If you look at the schedule for the day, you will notice that the topics of the sessions are all “TBA.” This is where you come in! You control the schedule by proposing sessions, commenting on the session ideas you find interesting, and, on the morning of THATCamp, voting for the sessions you would like to attend.

Don’t wait until the last minute! Propose topics and questions that you would like to have a conversation about now. And comment on the sessions that you would like to participate in. Conversations that start now are more likely to be part of the schedule on November 22.

 

What makes a good session proposal?

Good sessions come in many varieties. Often they are organized around questions, projects, or points of concern.

For example, if you are interested in using technology for teaching, you could propose a session to talk about what strategies and tools other have used, what worked (and what didn’t), and what outcomes were seen.

Or if you have concerns about the ways a particular tool models space, language, or time and the implications of those assumptions, you could propose a session to discuss and evaluate that tool and its usefulness to scholars of religion.

Any topic connected to religion, technology, and the intersection thereof is fair game.

One useful way to structure a session is to focus on producing something that would be a resource for others. This could be an annotated list of current strategies, a manifesto or call to action, a collaborative essay, or a digital tool. You can include what you would like the session to produce as part of your proposal or suggest that it be determined by the group during the session.

 

What should I expect in a session?

You should expect to be an active participant in the sessions you attend. This means asking questions, sharing your ideas and opinions, and contributing to the goals of the session.

If you proposed the session, you should expect to be responsible for starting and facilitating the conversation and, if there is a particular goal, focusing the group on achieving that goal. You are not expected, however, to have the answers or to present the solution.

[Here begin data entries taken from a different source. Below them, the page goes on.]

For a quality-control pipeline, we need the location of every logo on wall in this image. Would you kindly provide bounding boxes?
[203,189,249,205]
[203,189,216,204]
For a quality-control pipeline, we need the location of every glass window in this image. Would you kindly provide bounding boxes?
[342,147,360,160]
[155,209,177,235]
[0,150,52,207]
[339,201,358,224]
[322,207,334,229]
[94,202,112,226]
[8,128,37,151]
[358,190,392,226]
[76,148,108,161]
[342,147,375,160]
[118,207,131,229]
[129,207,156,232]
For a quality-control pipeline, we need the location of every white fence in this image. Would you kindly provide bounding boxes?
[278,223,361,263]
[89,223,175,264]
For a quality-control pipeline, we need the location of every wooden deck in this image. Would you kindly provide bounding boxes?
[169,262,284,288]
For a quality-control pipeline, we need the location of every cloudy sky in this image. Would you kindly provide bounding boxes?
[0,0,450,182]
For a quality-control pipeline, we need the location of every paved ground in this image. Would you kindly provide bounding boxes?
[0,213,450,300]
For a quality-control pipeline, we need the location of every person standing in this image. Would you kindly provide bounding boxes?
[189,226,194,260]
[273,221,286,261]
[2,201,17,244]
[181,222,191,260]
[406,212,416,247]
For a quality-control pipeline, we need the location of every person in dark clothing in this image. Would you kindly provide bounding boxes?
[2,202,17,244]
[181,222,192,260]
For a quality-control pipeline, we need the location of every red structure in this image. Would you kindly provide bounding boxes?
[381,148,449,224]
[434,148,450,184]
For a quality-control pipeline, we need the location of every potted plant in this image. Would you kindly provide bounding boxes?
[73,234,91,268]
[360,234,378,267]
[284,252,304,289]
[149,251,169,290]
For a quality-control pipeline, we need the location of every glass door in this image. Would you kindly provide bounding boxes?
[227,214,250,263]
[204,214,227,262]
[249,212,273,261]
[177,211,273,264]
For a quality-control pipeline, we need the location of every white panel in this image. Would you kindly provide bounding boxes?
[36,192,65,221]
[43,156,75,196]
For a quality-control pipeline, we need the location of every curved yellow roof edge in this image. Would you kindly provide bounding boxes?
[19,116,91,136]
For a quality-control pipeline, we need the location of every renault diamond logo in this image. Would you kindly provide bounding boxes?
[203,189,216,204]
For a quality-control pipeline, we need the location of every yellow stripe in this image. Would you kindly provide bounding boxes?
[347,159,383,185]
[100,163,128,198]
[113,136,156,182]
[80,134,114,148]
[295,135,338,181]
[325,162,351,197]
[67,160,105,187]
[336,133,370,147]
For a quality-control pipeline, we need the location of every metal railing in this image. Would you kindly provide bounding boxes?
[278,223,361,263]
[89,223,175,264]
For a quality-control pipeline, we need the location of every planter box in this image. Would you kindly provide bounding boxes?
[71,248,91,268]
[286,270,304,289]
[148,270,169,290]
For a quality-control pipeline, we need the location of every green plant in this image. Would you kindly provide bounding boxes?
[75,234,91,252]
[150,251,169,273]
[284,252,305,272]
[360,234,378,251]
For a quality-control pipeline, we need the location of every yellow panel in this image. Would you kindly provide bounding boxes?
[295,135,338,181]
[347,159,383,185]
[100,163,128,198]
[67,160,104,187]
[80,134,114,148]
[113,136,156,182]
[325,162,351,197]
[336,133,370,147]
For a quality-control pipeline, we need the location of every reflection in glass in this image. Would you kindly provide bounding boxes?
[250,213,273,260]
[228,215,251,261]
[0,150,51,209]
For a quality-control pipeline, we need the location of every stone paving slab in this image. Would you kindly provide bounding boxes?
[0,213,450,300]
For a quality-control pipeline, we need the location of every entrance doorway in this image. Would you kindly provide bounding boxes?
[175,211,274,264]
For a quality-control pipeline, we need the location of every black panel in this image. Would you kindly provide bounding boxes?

You are also under no obligation to attend only one session during a time block. If there are multiple sessions you want to be a part of, you can and should split your time between them. And if the conversation in a particular session shifts to a topic you are not interested in, join another.

 

How will the sessions be chosen?

We will finalize the schedule by voting during the first session on Friday.

All the session proposals will be printed and you will be given stickers to vote for the sessions you would like to participate in. The votes will be tallied and those sessions that have generated the greatest interest will be assigned to particular spaces and times.

You are also welcome to start up ad hoc sessions during the day as new conversations develop.

 

How do I propose a session?

To propose a session, log in to WordPress with the account information emailed to you when you were approved. On the left hand side of the window, select “Posts.” This will take you to a page that lists all the post currently published on aar2013.thatcamp.org.

WordPress "Welcome" screen.

From here, select “Add New Post.” This will open up the post editor.

WordPress Posts Page.

You can either write your session proposal here or copy over the text from Word or another text editor. Give your session a title and assign it a Category. You can assign multiple categories to describe the topic you want to discussion. Also, be sure to also select “Session Proposals” and the type of session as two of your category choices.

Add New Post

Category: Session Proposal

When you are finished, select “Publish.” The post will appear on the home page of aar2013.thatcamp.org.